March 03, 2021

Durbin and Welch to Visa and Mastercard: Call off Swipe Fee Increase While Small Businesses and Consumers are Hurting During Pandemic

WASHINGTON – U.S. Senate Majority Whip Dick Durbin (D-IL), Chair of the Senate Judiciary Committee, and U.S. Representative Peter Welch (D-VT) today sent a letter to the CEOs of Visa and Mastercard urging the companies not to raise interchange fee rates during the pandemic. Recently, theWall Street Journal reported that Visa and Mastercard are planning for swipe fee rates increases to proceed in April 2021, after delaying them for a year as previously requested by Durbin and Welch.  These fee increases reportedly will apply to a variety of types of transactions, including online card payments made to restaurants and grocery stores.

“Just as increased vaccination efforts start to give our Main Street businesses hope for a summer reopening, your companies propose slamming struggling merchants, and by extension consumers, with fee increases. Raising your fees would undermine efforts to help the economy recover and further reduce Americans’ purchasing power,” wrote Durbin and Welch. “We urge you to call off these planned fee increases. Our nation is still reeling from the ongoing pandemic.  And your fee rates are more than high enough already.  This is not the time to take advantage of your position to squeeze more dollars out of your fellow Americans.”

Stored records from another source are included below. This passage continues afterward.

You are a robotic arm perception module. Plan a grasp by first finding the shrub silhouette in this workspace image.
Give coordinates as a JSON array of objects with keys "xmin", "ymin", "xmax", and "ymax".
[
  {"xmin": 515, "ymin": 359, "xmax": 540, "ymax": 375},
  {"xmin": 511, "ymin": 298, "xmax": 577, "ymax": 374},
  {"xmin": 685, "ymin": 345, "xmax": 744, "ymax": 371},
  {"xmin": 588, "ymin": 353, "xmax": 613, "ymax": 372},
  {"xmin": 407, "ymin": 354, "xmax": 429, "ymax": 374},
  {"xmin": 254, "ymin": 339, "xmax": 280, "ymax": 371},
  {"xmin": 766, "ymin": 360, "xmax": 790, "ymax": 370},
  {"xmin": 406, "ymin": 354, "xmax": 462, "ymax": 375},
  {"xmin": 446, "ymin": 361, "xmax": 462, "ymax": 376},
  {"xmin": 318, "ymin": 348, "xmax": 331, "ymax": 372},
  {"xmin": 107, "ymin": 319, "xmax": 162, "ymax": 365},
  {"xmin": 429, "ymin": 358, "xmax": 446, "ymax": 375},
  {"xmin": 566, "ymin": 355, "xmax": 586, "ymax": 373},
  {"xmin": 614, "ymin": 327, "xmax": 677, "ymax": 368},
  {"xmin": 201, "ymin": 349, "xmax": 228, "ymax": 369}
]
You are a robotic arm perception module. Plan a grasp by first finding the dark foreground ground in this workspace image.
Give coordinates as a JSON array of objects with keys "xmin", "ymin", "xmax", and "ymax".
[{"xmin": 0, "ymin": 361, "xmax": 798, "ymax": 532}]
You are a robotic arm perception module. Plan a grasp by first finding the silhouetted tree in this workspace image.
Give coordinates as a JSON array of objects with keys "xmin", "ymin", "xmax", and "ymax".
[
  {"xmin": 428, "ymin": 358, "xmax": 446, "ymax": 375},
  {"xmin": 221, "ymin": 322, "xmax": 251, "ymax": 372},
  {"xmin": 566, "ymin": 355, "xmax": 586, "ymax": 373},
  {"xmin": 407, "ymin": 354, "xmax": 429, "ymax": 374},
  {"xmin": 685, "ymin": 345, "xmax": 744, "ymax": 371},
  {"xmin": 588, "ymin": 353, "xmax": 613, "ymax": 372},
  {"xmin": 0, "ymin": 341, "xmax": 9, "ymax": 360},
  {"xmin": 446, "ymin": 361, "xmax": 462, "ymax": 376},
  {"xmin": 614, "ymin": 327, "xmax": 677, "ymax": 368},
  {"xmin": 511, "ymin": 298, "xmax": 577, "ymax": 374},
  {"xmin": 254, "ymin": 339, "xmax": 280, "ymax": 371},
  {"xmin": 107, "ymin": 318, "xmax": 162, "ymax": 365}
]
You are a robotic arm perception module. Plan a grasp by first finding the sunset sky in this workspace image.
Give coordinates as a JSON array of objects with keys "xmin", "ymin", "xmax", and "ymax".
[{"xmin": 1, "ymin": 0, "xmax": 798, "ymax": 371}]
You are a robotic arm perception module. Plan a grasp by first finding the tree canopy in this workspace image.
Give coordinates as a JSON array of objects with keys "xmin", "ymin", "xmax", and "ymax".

Full text of the letter is available here and below:

March 3, 2020

Dear Mr. Kelly and Mr. Miebach:

On March 26, 2020, we wrote your companies to urge to you call off your plans to raise swipe fee rates during this pandemic.  Commendably, you did postpone those fee increases.  However, it has now been publicly reported that Visa and Mastercard are again preparing to significantly raise many of the swipe fee rates you charge for card transactions.  This is a mistake. 

For the sake of consumers and small businesses, we again urge you: don’t do it.

Over the past year, the COVID-19 pandemic and economic disruption have hit American consumers and small businesses hard. Tens of thousands of small businesses, the backbone of our nation’s economy, have permanently closed. Many businesses that are left, according to the February 24 Wall Street Journal article “Covid-19 Shopping Makes Card Fees a Bigger Burden for Merchants,” have only stayed afloat through online purchases. But your proposed fee increases would disproportionally affect online transactions.

Millions of Americans are unemployed, unsure of how they will pay the bills or put food on the table. Yet several of your proposed fee increases, according to the Wall Street Journal, would target supermarket and restaurant transactions as many more of those purchases have moved online.

Just as increased vaccination efforts start to give our Main Street businesses hope for a summer reopening, your companies propose slamming struggling merchants, and by extension consumers, with fee increases. Raising your fees would undermine efforts to help the economy recover and further reduce Americans’ purchasing power.

We urge you to call off these planned fee increases. Our nation is still reeling from the ongoing pandemic.  And your fee rates are more than high enough already.  This is not the time to take advantage of your position to squeeze more dollars out of your fellow Americans.